Trägt der Papst sich mit Rücktrittsgedanken?
Zwei Termine hat Franziskus im Sommer anberaumt – der eine hochsymbolisch, der andere eine Weichenstellung. Das sorgt für Spekulationen.
ROM (ap) Es ist nur eine Ankündigung von Papst Franziskus. Er will im August L’Aquila besuchen. Doch sie reicht aus, Spekulationen über die Zukunft des Kirchenoberhauptes weiter zu schüren. Plant der Pontifex etwa seinen Rücktritt? Denn der Zeitpunkt der Reise gilt als ungewöhnlich, und das Fest, das Franziskus dort mitfeiern will, geht auf seinen Vorgänger Coelestin V. zurück, der noch zu Lebzeiten den Heiligen Stuhl räumte.
Immer wieder wurde zuletzt in italienischen und katholischen Medien gemutmaßt, dass sich der Papst mit Gedanken an eine ähnliche Entscheidung wie Coelestin im 13. Jahrhundert oder vor neun Jahren Benedikt XVI. tragen könnte. Mit Blick auf die Gesundheitsprobleme des 85-Jährigen – in den vergangenen Wochen musste Franziskus Termine im Rollstuhl wahrnehmen – wird jede Äußerung und jede Planung des Vatikans aufmerksam beobachtet.

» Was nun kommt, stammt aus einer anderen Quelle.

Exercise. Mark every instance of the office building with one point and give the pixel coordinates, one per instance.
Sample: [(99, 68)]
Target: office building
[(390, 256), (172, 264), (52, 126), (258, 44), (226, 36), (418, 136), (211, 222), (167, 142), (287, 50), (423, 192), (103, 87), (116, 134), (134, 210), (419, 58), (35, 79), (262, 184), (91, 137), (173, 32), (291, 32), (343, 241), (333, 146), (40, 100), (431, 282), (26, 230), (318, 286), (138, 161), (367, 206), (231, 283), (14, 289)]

Die Spekulationen erhielten vorige Woche neue Nahrung, als der Papst für den 27. August ein Konsistorium anberaumte. Bei dieser Kardinalsversammlung sollen 21 neue Kardinäle bestellt werden. 16 davon sind jünger als 80 und damit wahlberechtigt, wenn ein neuer Papst gesucht werden muss. Insgesamt hat Franziskus dann 83 der 132 Kardinäle in wahlfähigem Alter ernannt. So stelle er die Weichen für seine Nachfolge, betonen Beobachter. Denn auch wenn nicht absehbar sei, wie die Kardinäle abstimmen würden, so erhöhten sich doch die Chancen auf einen künftigen Papst, der die Ziele und Prioritäten von Franziskus teilt.
Im Anschluss an das Konsistorium hat der Pontifex zwei Tage lang Gespräche über seine am Pfingstsonntag in Kraft getretene neue VatikanVerfassung eingeplant. Dieses neue Grundgesetz des Vatikans namens „Praedicate Evangelium“stellt den Verwaltungsapparat des Heiligen
Stuhls neu auf. Es sieht unter anderem vor, dass Frauen künftig Einrichtungen der Kurie leiten dürfen. Auch definiert es Rom stärker als Dienstleister der Ortskirchen in aller Welt. Italienische Medien ordneten die Kurienreform als „wichtigstes Vermächtnis“für die Nachfolger von Franziskus ein.
Franziskus hatte sein Amt 2013 mit dem Vorhaben angetreten, die römische Kurie zu reformieren. Mit der neuen Verfassung scheint die Aufgabe weitgehend bewältigt. Der Zeitpunkt für einen Rücktritt könnte also passen.
Aufmerksamkeit erregte nicht nur die Ankündigung von Konsistorium und Besuch in L’Aquila, sondern vor allem das Timing beider Termine. Denn üblicherweise ist im Vatikan ebenso wie in ganz Italien von August bis Mitte September Sommerpause. Ausgerechnet in dieser Zeit eine wichtige Kirchenversammlung einzuberufen, seine Reformpläne zu diskutieren und einen symbolisch bedeutsamen Besuch in L’Aquila für den 28. August anzusetzen, könnte darauf hinweisen, dass der Papst Außergewöhnliches vorhabe.
Die Entscheidung seines Vorgängers Benedikt XVI. zum Rücktritt würdigte Franziskus vor neun Jahren als Türöffner für künftige Päpste, es ihm gleichzutun. Klare Signale, dass er jetzt das Amt aufgeben wolle, hat Franziskus allerdings nicht gesandt. Dennoch mehren sich die Spekulationen angesichts der gesundheitlichen Probleme. Die seien aus der Luft gegriffen, sagte Kardinal Oscar Rodriguez Maradiaga, ein enger Freund und Berater des Papstes, dieser Tage im Gespräch mit der Webseite Religion Digital. Der Kirchenhistoriker Christopher Bellitto von der Kean University im USStaat New Jersey erklärte hingegen, die meisten Vatikan-Beobachter rechneten mit einem Rücktritt von Franziskus – allerdings nicht jetzt, sondern frühestens nach dem Tod seines Vorgängers Benedikt. Er werde dem Vatikan nicht zwei ehemalige Päpste gleichzeitig zumuten wollen.